The equivalent sensitivity, specificity, and accuracy in this meta-analysis of DCE-CT compared with previous meta-analysis of PET/CT provides supportive evidence for consideration of incorporation of DCE-CT into the diagnostic pathway of pulmonary nodules. CT machines are more commonly found and more readily accessible in hospital settings than PET/CT. A dynamic contrast examination is very similar to a standard contrast CT procedure which is commonly undertaken at all hospitals and requires no additional equipment. A PET/CT examination requires the injection of a radioactive substrate, which needs to be delivered reliably to centres undertaking PET examinations. The requirement of such a supply chain can have significant impact on service flexibility and can result in scan cancellations when there is disruption or delay in delivery of the radioactive agent [43]. Future studies examining whether certain subgroups of pulmonary nodules (such as small size) or those found in patients with different risk profiles and likelihood of malignancy may have more to gain from a DCE-CT examination than PET/CT are also required. Similarly, a tiered approach using DCE-CT as the first diagnostic test and gatekeeper to PET/CT may allow for a more nuanced workup approach utilising the strengths of both techniques. Such an approach has been shown to be a cost-effective approach to the diagnosis of SPNs [44]. Robust direct comparative accuracy of DCE-CT and PET/CT in the same population and cost-effectiveness studies are warranted to test the various diagnostic pathways.

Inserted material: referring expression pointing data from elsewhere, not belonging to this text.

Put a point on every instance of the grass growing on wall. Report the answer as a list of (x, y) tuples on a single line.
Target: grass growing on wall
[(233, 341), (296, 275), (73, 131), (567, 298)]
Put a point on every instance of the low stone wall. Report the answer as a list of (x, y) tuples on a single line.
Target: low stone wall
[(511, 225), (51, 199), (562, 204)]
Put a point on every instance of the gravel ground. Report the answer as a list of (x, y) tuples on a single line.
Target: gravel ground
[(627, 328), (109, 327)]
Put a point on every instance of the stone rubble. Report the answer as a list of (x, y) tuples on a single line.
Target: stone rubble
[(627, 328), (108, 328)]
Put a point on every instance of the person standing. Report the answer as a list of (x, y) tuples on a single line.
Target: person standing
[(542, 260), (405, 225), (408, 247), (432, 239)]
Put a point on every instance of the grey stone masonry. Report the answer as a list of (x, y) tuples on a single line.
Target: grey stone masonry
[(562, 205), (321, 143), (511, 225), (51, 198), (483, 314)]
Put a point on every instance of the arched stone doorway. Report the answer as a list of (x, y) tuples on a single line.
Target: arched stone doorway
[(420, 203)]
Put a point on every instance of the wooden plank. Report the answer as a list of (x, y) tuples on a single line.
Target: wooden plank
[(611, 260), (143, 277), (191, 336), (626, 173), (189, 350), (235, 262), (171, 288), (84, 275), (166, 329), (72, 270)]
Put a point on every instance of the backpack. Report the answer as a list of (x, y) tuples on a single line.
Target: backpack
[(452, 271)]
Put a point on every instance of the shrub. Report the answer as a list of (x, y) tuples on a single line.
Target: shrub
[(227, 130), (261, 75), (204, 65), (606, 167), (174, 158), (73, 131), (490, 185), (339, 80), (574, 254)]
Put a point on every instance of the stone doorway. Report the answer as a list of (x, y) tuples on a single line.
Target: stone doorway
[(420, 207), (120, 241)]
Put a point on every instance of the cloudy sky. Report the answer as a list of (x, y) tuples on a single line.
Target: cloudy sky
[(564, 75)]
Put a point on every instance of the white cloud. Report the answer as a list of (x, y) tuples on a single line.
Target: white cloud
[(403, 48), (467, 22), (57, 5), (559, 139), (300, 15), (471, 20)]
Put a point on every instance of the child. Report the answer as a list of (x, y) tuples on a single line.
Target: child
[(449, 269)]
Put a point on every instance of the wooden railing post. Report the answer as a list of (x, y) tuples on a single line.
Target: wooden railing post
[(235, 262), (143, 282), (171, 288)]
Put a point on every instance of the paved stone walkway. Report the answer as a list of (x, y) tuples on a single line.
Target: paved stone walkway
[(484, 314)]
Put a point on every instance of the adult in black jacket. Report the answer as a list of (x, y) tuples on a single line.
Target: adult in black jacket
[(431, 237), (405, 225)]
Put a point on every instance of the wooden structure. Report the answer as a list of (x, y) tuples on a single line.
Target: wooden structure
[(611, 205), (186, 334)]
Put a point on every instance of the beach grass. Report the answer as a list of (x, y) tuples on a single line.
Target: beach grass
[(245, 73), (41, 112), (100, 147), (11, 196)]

There are several limitations with the current meta-analysis. The quality of the included studies was frequently indeterminate due to lack of reporting of key metrics. The studies were almost exclusively single-centre and frequently retrospective, both of which are likely to amplify the apparent diagnostic accuracy of the technique. In addition, the dynamic contrast acquisition technique and the metrics for the quantification of the enhancement were heterogeneous throughout the studies. Whilst these factors did not appear to have an impact on the accuracy of meta-regression, a standardised acquisition and analysis technique should be agreed upon to improve reproducibility and facilitate comparison between trials thereby allowing more widespread adoption. The observed rate of malignancy in the included studies is relatively high (55%). Whilst this is consistent with previous meta-analysis of MRI and PET in SPNs [39, 41], it is substantially higher when compared to screening detected SPNs such as in the National Lung Screening Trial (15.0% malignancy in 10–30 mm nodules) and NELSON trial (15.2% malignancy in nodules > 10 mm) [45, 46]. Previous work has shown the sensitivity of a technique to be relatively robust to disease prevalence and for the specificity to increase with falling prevalence [47]. It can be postulated that the diagnostic accuracy of DCE-CT would be similar, or even further improved, in a screening population.

In conclusion, we have found a high diagnostic accuracy of DCE-CT for the diagnosis of pulmonary nodules although study quality was poor or indeterminate in a large number of cases. The diagnostic accuracy is comparable to a recent meta-analysis of PET/CT suggesting that DCE-CT may compliment or augment the current diagnostic pathway used for the investigation of solitary pulmonary nodules.